Außerdem befand sich beim Kunigundengürtel ein heute ebenfalls separat im Depot des Diözesanmuseums verwahrtes Textilfragment aus Seide und Goldfaden, das vermutlich aus dem 12. Jahrhundert stammt (ohne Inv. Nr.)7). Daran ist ein Pergamentzettel mit einer handschriftlichen Notiz des 15. Jahrhunderts De veste s(an)cte kunegunde angeheftet.

Textkritischer Apparat

  1. Sic!

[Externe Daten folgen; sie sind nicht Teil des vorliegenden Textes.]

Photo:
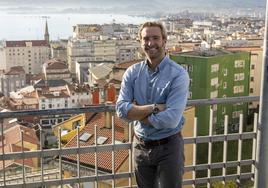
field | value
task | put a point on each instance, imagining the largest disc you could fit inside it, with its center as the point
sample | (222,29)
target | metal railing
(48,177)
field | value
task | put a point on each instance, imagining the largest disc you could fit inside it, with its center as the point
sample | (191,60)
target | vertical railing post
(210,147)
(113,153)
(254,144)
(130,153)
(60,162)
(78,154)
(23,162)
(194,151)
(3,150)
(41,158)
(262,180)
(239,152)
(225,146)
(96,156)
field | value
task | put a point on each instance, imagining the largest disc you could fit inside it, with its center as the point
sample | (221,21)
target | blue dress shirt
(168,84)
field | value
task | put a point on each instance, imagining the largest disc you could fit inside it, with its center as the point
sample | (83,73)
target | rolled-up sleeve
(175,104)
(125,98)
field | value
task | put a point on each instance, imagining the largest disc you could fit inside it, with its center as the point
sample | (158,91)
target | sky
(122,6)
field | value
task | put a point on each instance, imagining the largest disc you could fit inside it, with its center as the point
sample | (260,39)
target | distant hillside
(125,6)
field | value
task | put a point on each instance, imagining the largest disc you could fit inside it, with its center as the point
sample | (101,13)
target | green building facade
(217,73)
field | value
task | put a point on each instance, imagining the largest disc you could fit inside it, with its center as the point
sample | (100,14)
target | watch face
(155,110)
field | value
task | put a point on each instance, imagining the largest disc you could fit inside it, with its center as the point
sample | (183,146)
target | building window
(45,122)
(223,110)
(43,106)
(191,82)
(236,114)
(214,94)
(239,63)
(225,71)
(214,120)
(239,76)
(238,89)
(214,81)
(191,68)
(224,85)
(189,95)
(215,68)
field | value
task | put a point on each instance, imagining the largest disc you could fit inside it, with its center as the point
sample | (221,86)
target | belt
(156,142)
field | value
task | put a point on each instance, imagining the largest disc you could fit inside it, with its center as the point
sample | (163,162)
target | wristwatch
(155,109)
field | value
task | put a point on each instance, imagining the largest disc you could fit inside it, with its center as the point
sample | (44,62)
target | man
(153,95)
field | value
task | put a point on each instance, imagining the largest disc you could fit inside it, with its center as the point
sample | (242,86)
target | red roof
(22,43)
(13,148)
(126,64)
(104,158)
(13,135)
(56,64)
(16,70)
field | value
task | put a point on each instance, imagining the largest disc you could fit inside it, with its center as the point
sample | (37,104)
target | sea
(32,27)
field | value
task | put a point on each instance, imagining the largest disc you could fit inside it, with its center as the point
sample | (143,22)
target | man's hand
(161,107)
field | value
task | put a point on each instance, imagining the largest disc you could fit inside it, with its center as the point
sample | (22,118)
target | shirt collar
(160,66)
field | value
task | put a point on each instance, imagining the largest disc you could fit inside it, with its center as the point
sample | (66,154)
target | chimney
(108,120)
(95,96)
(108,117)
(111,92)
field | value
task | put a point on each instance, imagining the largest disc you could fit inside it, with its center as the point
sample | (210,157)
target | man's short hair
(154,24)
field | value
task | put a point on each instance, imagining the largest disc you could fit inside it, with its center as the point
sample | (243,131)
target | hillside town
(86,70)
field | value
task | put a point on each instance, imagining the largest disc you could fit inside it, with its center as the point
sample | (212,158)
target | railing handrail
(109,107)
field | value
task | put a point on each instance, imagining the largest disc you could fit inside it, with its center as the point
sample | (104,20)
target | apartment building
(55,69)
(217,73)
(30,54)
(12,79)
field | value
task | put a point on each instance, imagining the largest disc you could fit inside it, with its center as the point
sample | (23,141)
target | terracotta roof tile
(126,64)
(13,148)
(104,158)
(22,43)
(16,70)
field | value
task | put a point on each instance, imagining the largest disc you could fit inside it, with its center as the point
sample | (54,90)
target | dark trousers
(159,166)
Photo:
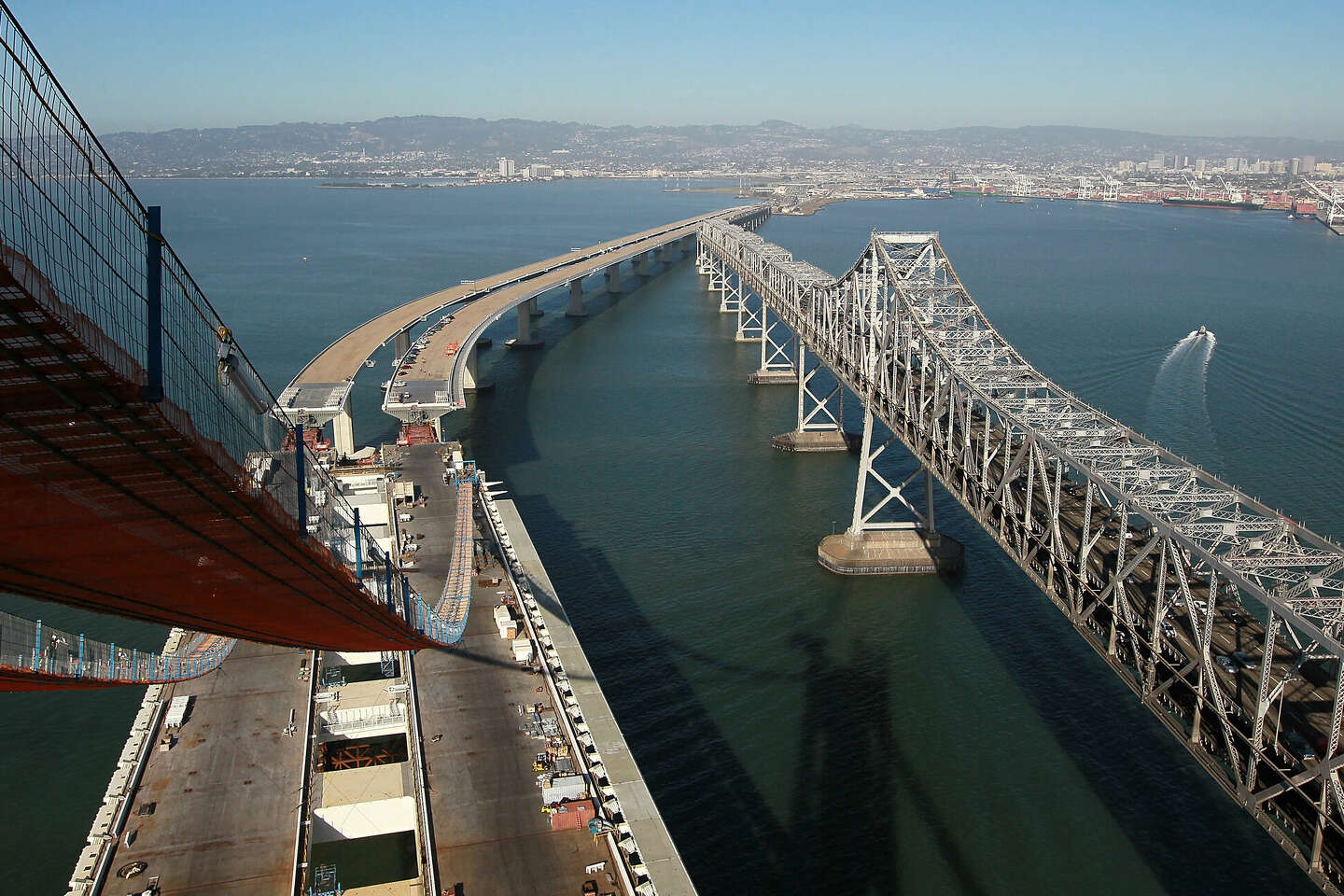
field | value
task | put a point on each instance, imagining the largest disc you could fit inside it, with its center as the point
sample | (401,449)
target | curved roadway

S fehlt sowohl bei MATEV als auch bei IOHANE.
  2. S spiegelverkehrt.

Anmerkungen

  1. Heiltumsverzeichnis 1493 fol. 4r.
  2. SB Ba HV.Msc. 224 p. 89.
  3. Baumgärtel, Kunstwerke 28; Kindermann, Kunstdenkmäler 157.
  4. Baumgärtel, Kunstwerke 28.
  5. Kohwagner, Gürtel 86.
  6. Bamberg, 18. Jh. (?); Samt, Klöppelspitze, Stickerei: Silberfaden, Flussperlen, mit Pergament oder Pappe unterfüttert; L. 46 cm, B. 3,5 cm, Bu. 2,7 cm.
  7. Italien (?), 12. Jh.; Seide und Goldlahn, Pergament beschriftet; H. 2,5-3 cm, B. 8,7 cm. Vgl. Sakrale Gewänder 24 sowie Ruß, Reliquie 87.

Nachweise

  1. Kohwagner, Gürtel I 86; Kohwagner, Gürtel II 601f.

Zitierhinweis:
DIO 6, Stadt Bamberg (Textilien), Nr. 8 (Tanja Kohwagner-Nikolai), in: www.inschriften.net, urn:nbn:de:0238-dio006m002k0000803.